Project Summary The ability to access complex target molecules with sustainable methodology is imperative to the development of novel drugs, which will be necessary to treat antimicrobial resistance and emerging infectious diseases.1 Site- selective oxidation reactions are fundamental to the current synthetic logic towards complex scaffolds and the decoration of these cores, which is key to the development of novel drugs.2,3 Nature can use enzymes to impart exquisite site-selectivity in oxidations based on the three-dimensional control exerted by the active site while bringing a substrate and oxidant together. Taking inspiration from Nature, I plan to utilize flavin-dependent monooxygenases to site-selectively oxidize a variety of non-native arenes and heteroarenes substrates (Aim 1), which will allow access to novel building blocks, pharmaceuticals, and natural products and their derivatives. The sequence space of flavin-dependent monooxygenases is vast, therefore, logically picking biocatalysts that have improved, site-selectivity, yield, or substrate scope, requires a strategy. I plan to use sequence similarity networks, (to visualize how similar sequences are), sequence alignments, (to probe amino acid changes proximal to active sites), three-dimensional active site analysis, (to identify key amino acids and size of active site), and docking studies, (to understand how a substrate interacts with an active site) (Aim 2). These techniques can be used together to explain and predict trends in substrate scope, and site-selectivity. Ultimately, these techniques will help me to logically choose biocatalysts that have improved properties such as expanded substrate scope, divergent site-selectivity, or improved yield to strengthen the proposed oxidative method development. Together these aims will develop site-selective biocatalytic oxidation methods applicable to a variety of arene and heteroarene substrates. This research will broadly impact biocatalysis investigations by developing a high throughput platform for nonnative substrate screening across a family of enzymes, and informing what tools are important for rationally choosing existing biocatalysts. Finally, the proposed site-selective oxidative method will improve the ease and efficiency of synthesis and derivatization of molecules that are important to human health.

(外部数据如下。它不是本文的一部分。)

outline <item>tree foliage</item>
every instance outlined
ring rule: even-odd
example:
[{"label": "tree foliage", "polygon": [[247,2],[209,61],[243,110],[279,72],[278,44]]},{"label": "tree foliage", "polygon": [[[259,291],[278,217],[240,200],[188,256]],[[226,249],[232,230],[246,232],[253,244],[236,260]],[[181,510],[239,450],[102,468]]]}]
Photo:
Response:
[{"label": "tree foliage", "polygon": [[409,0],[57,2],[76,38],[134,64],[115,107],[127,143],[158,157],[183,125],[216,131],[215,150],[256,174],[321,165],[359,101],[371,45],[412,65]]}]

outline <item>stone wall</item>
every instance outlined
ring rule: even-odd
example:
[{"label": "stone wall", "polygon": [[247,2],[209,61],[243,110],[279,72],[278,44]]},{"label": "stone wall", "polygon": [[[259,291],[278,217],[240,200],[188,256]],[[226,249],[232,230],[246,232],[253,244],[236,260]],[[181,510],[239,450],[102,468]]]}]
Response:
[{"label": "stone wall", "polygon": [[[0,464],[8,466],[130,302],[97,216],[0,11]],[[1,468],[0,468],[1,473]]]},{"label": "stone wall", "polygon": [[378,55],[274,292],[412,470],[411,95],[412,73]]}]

项目摘要 使用可持续方法访问复杂的目标分子的能力对于发展至关重要 新型药物，这对于治疗抗菌素耐药性和新兴的传染病是必不可少的。1部位 - 选择性氧化反应是当前合成逻辑对复杂支架和 这些核心的装饰，这是新药开发的关键。2,3自然可以使用酶赋予 基于活性部位施加的三维控制，氧化中精致的位点选择性 将底物和氧化剂融合在一起。从大自然中汲取灵感，我计划利用黄素依赖 单加氧化酶以定位氧化各种非本地领域和杂种底物（AIM 1）， 这将允许使用新颖的构件，药品和天然产品及其衍生产品。 因此，在逻辑上选择生物催化剂，依赖黄素依赖性单加氧酶的序列空间很大 改善了现场选择性，产量或底物范围，需要策略。我计划使用序列相似性 网络，（可视化序列的相似序列），序列比对，（探测氨基酸变化 三维主动位点分析（识别关键氨基酸和活性的大小） 站点）和对接研究（了解底物如何与活动地点相互作用）（AIM 2）。这些技术 可以一起解释和预测底物范围的趋势和现场选择性。最终，这些 技术将帮助我从逻辑上选择具有改进属性的生物催化剂，例如扩展 底物范围，不同的位点选择性或提高产率以增强提出的氧化方法 发展。 这些目标共同开发出适用于各种Arene的现场选择性生物催化氧化方法 和异源底物。这项研究将通过发展高 跨酶家族的非新型底物筛查的吞吐量平台，并告知哪些工具是什么工具 对于合理选择现有的生物催化剂的重要性。最后，提出的现场选择性氧化方法将 提高对人类健康很重要的分子的合成和衍生化的易度性和效率。